Лада моя от стыда, а может быть от возмущения, румянцем вспыхнула. И знатная дама удовлетворенно заметила:
«Ну вот, теперь я спокойна, душечка. Мерси».
А Логов, альпинист и турист, с восхищением на Ладу смотрел. Встал со своего кресла и идет за Ладой в хвост самолета. Гитару взял и ну петь забавные туристские песенки, правда, все на один манер. Потом говорит ей вполголоса:
«Не обращайте на эту мымру внимания. Я вас научу, как качку переносить. Все дело в системе дыхания».
И стал показывать, как надо дышать. А Лада моя опять зеленая стала. Тошно ей, света в глазах не видит.
А он стоит, гитарой проход загораживает, как шлагбаумом:
«А еще верней будет, когда прилетим в Красноярск, садануть нам с вами на Столбы. Чуете? Это такая красота! Мы пару восхождений с веревками совершим – и у вас всякое головокружение пропадет. Гарантия с треугольной печатью! А время как проведем! Костер, палатка! Медово-бедово!» – И он прищелкнул языком.

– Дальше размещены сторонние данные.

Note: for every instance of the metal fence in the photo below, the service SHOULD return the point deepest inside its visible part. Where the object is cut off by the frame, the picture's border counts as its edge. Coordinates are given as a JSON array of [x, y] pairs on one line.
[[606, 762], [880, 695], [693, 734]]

Лада моя решительно отодвинула пассажира и прошла в кабину пилота. Вернулась оттуда и объявила:
«Сейчас будет произведена посадка в Норильске для заправки горючим. Желающие могут прогуляться по летному полю или отдохнуть в аэровокзале. А сейчас попрошу всех застегнуть ремни, закрепиться ими к креслам».
И пошла вдоль кресел, предлагая желающим конфетки-сосучки.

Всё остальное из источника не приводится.